JAKARTA - Malioboro adalah jalan pintas untuk bernostalgia secara mendalam pada sebuah tempat bernama Daerah Istimewa Yogyakarta. Malioboro adalah tujuan pelesir banyak orang kala berkunjung ke Yogyakarta. Malioboro juga salah satu pusat kehidupan di Kota Pelajar. Sebuah nama yang amat lekat diingat. Namun, darimana sejatinya sejarah Malioboro?
Perasaan nikmat berada di Malioboro pernah diungkap seorang leksikograf masyhur Amerika Serikat Noah Webster. "Perasaan menyenangkan yang berasal dari kenikmatan rasa senang," ungkapnya. Senang, nikmat, dan senang. Tak ada yang lain tentang Malioboro di dalam memori Webster.
Asal-usul nama Malioboro dijelaskan oleh sejarawan Inggris, Peter Carey dalam bukunya, Asal Usul Nama Yogyakarta & Malioboro. Dalam buku itu, Carey menggambarkan popularitas Malioboro yang kadang kala melebihi nama Keraton Yogyakarta.
Dalam buku itu, Carey juga meluruskan anggapan keliru banyak orang yang kerap mengaitkan nama Malioboro dengan merek rokok kering asal Amerika Serikat Marlboro.
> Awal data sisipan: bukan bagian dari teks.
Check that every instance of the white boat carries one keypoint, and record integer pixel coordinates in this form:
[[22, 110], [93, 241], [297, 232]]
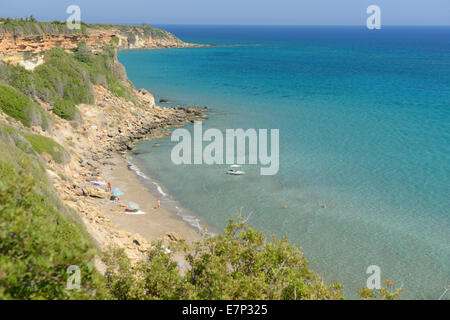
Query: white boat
[[234, 171]]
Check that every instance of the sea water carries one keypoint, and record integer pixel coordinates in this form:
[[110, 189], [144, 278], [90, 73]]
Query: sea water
[[364, 120]]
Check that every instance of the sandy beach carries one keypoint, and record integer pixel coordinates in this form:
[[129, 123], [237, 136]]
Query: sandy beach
[[153, 225]]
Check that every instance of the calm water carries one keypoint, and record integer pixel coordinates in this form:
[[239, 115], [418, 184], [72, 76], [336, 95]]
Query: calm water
[[364, 120]]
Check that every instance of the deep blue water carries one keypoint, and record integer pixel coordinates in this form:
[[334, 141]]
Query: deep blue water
[[364, 119]]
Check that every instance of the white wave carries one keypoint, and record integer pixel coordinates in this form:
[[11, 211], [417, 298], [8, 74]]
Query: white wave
[[158, 187]]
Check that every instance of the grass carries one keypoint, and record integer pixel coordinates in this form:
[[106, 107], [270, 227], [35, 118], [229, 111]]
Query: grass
[[42, 144], [39, 238], [64, 80], [20, 107], [65, 109]]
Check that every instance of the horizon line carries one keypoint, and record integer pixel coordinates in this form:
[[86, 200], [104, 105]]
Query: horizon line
[[244, 24]]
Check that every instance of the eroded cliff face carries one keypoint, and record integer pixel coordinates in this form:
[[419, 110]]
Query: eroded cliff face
[[28, 50]]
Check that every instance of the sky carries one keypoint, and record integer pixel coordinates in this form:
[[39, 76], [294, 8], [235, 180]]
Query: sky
[[235, 12]]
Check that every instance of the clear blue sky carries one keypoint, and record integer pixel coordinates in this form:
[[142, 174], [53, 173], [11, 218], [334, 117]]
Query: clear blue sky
[[269, 12]]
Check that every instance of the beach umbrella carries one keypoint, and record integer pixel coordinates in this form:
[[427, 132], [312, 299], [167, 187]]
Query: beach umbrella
[[116, 192], [133, 206]]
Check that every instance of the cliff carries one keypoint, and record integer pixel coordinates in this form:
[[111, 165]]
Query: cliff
[[24, 42]]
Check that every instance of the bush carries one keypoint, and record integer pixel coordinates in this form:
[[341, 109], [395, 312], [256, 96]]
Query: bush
[[20, 107], [41, 144], [240, 264], [65, 109], [37, 242]]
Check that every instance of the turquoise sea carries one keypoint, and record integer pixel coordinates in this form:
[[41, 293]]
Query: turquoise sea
[[364, 120]]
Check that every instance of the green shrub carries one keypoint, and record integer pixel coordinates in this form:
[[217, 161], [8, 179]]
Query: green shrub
[[37, 242], [20, 107], [65, 109], [42, 144]]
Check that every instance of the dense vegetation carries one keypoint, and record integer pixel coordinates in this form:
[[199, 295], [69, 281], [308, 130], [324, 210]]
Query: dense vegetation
[[29, 26], [66, 79], [239, 264], [22, 108], [39, 236], [41, 144], [33, 144]]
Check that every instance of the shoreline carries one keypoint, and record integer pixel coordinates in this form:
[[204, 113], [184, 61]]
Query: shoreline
[[109, 129], [176, 210], [156, 223]]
Anggapan lain, banyak orang juga percaya nama Malioboro diberi sesuai dengan gelar John Curchill, Duke of Marlborough pertama (1650-1722).
Bantahan
Segala anggapan itu dibantah Carey. "Bagaimana pun juga, jalan raya ini telah dibangun dan digunakan untuk tujuan seremonial tertentu selama 50 tahun sebelum orang inggris mendirikan pemerintahan di Jawa. Dan besar kemungkinan jalan ini sejak awal telah dikenal sebagai jalan Malioboro=Jalan berhiaskan untaian bunga," tertulis dalam halaman 9 buku.
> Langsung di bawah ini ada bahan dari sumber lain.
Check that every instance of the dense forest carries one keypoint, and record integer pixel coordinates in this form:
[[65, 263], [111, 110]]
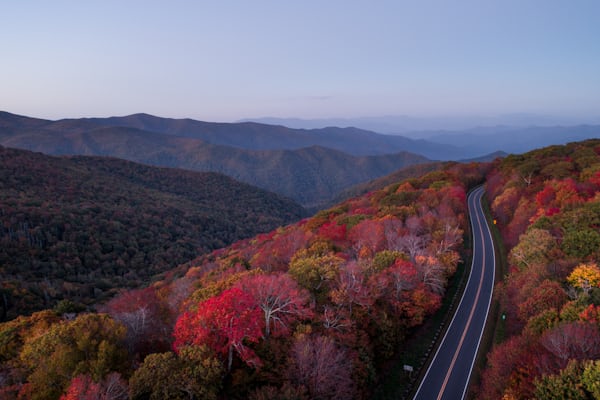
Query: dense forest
[[547, 206], [317, 309], [306, 311], [80, 228], [297, 164]]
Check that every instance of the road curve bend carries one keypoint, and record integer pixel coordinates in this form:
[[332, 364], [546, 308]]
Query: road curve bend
[[448, 375]]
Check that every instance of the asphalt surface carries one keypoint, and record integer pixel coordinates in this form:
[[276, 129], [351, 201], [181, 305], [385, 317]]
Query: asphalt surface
[[448, 375]]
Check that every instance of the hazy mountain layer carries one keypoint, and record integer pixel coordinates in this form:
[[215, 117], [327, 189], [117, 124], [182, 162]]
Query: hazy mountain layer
[[80, 227]]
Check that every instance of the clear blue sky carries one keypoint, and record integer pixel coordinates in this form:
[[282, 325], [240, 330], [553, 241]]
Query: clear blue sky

Awal argumentasinya ialah dikarenakan dalam sebuah kota India, jalan-jalan utama --rajamarga-- membentang dari timur ke barat dan dari utara ke selatan. Malioboro atau maliabara membentang dari selatan ke utara dan kemungkinan memang hanya merupakan rajamarga atau jalan kerajaan.
“Menurut tradisi India, jalan-jalan kerajaan ini, terutama pada hari perayaan, dihiasi antara lain dengan 'Malya' atau untaian (bunga). Dalam bahasa sanskerta 'dihiasi' dengan untaian bunga adalah 'Mâlyabhara' atau 'mâlyabhâra'. Dan inilah asal usul nama Malioboro,” tulis Carey.
Bahkan, kala dilihat, jalan yang dulunya digunakan sebagai seremonial masuknya gubernur jenderal, dan kadang kala tetap digunakan sebagai parade seremonial seperti defile tahunan pasukan garnisun Yogyakarta dalam perayaan Hari Angkatan Bersenjata pada 5 oktober, tentu kondisi di atas agak berbeda dengan kondisi kekinian yang seakan tak lagi semagis dahulu.
Dahulu, jalanan Malioboro ditanami pohon-pohon waringin tinggi dengan kampung yang tertata rapi. Kini, kiranya telah bermetamorfosis menjadi tempat komersial yang didominasi toko-toko, yang sejatinya telah mengubah Malioboro dan mempercepat proses komersialisasi.
Kondisi inilah membuat Peter Carey bersuara. “Kiranya tak perlu dibayangkan pikiran apa yang ada dalam benak Mangkubumi sendiri tentang hilangnya kenangan yang disayangkan ini.”